Despite the declining rate of unemployment we have been experiencing since the tax cuts were implemented, the rate has risen until last year. And as you may guess, this is one piece of data that Democrats have traditionally used against Republicans, especially when the GOP occupies the White House.
While the drop was 0.3% (down from 12.6 to 12.3), you can bet there will still be some harping from some. Take Charlie Rangel, for instance. He can't resist spinning it, despite the fact that the numbers have improved. From the same article:
"Too many Americans find themselves still stuck in the deep hole dug by economic policies favoring the wealthy," House Ways and Means Committee Chairman Charles B. Rangel, D-N.Y., said in a statement. "Income remains lower than it was six years ago, poverty is higher, and the number of Americans without health insurance continues to grow."
Despite the news, he still cannot resist turning a positive into a negative. I am confident that if Al Gore or John Kerry were in the Oval Office, there would be lavishing praised statements coming from Rangel's mouth. But that's merely the nature of the political beast.
To understand this a little better, I want to point out some things that this report does not address.
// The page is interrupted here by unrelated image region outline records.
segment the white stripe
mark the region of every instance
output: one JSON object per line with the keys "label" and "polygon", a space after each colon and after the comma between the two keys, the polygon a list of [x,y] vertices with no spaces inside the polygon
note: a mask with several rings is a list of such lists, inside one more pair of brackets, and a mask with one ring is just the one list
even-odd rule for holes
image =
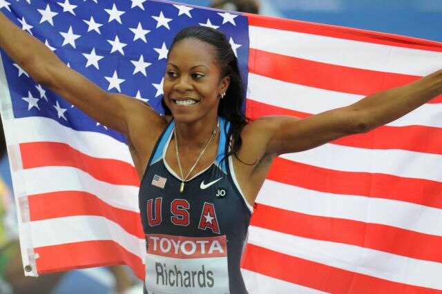
{"label": "white stripe", "polygon": [[144,239],[128,233],[118,224],[103,217],[57,217],[31,222],[30,226],[35,248],[86,241],[113,240],[140,258],[144,257],[146,251]]}
{"label": "white stripe", "polygon": [[82,268],[79,271],[104,286],[110,288],[114,287],[115,285],[115,277],[110,271],[106,271],[105,268]]}
{"label": "white stripe", "polygon": [[[381,195],[380,195],[381,196]],[[266,180],[259,204],[317,215],[378,224],[442,237],[442,209],[401,201],[318,192]]]}
{"label": "white stripe", "polygon": [[442,52],[257,26],[250,48],[338,66],[423,76],[440,68]]}
{"label": "white stripe", "polygon": [[320,294],[325,292],[241,269],[246,288],[253,294]]}
{"label": "white stripe", "polygon": [[442,290],[442,264],[249,227],[249,243],[352,272]]}
{"label": "white stripe", "polygon": [[383,173],[442,182],[442,156],[436,154],[328,144],[280,157],[334,170]]}
{"label": "white stripe", "polygon": [[119,208],[140,212],[138,187],[99,181],[75,168],[46,166],[23,170],[27,195],[65,190],[83,191]]}
{"label": "white stripe", "polygon": [[[347,106],[363,98],[361,95],[298,85],[254,74],[249,74],[248,97],[258,102],[310,114]],[[387,124],[410,125],[442,128],[442,104],[424,104]]]}
{"label": "white stripe", "polygon": [[15,130],[18,143],[66,143],[93,157],[121,160],[133,165],[127,145],[106,135],[75,130],[46,117],[19,118],[10,124],[9,127]]}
Let's start with how we compare to other nations.
Many PYY readers are French, so I am sure they will gloat over the fact that in 2004, their poverty rate was 6.2%, about half of the U.S. rate in 2006. And that's okay, they pay a hell of a lot more taxes than we do here, just to get that bragging right. But in Canada, we see that the rate was higher in 2003, at 15.9%. Rangel couldn't resist tying poverty to lack of healthcare coverage, I wonder how he would spin that one.
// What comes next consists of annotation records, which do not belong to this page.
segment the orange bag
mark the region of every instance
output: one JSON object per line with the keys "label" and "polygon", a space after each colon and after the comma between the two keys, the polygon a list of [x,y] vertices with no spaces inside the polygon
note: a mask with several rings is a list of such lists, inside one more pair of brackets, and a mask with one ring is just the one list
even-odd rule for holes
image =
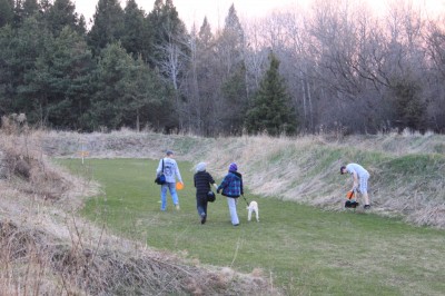
{"label": "orange bag", "polygon": [[354,191],[347,191],[346,198],[347,199],[353,199],[354,198]]}
{"label": "orange bag", "polygon": [[176,182],[176,190],[182,190],[184,189],[184,184],[182,182]]}

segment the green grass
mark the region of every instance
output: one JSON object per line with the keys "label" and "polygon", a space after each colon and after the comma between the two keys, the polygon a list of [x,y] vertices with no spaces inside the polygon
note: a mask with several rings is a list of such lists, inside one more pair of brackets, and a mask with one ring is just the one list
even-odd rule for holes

But, this isn't about who's better or worse, internationally. You can read the table and draw your own conclusions, if that's all you are interested in.
What we have to understand here is, poverty means different things in different countries. In many African nations, poverty means struggling to get food, water, clothing, and shelter. Active disease processes are usually much higher and in some cases epidemic. Much of that comes from the lack of those essentials I just mentioned, some of it because there is not enough medicine, and certainly no preventative care.
So what does this mean for the U.S.? What does poverty mean here?
Today, the Indianapolis Star profiles three different people, with different set of circumstances, with one thing in common: All three are considered one of those 12.3% we had in 2006. These three are the ones that usually get paraded out. The homeless, the single mom, and the elderly are the most recognizable.
With all of this in mind, this still isn't the entire picture we need to see. What you may not be considering in all of this can be found in this NRO piece by Robert Rector, published yesterday. This is particularly important to know and understand, when we are talking about comparative poverty. Poor people in third world countries, struggle with getting the basics needed to sustain life. They have nothing, nada, zilch. But the poor in the U.S. do have assets and this NRO article I am citing, clearly shows us some perspective.
I highly recommend you read it with an open mind, and think about it.
Yes, we have people in this country that struggle. Yes, we have people that are truly poor. But after reading Mr. Rector's piece, one must question the definition of poor, as it pertains to the United States. Because, from where I sit, poor is certainly a relative term and it all depends on who is using it, and for what purpose.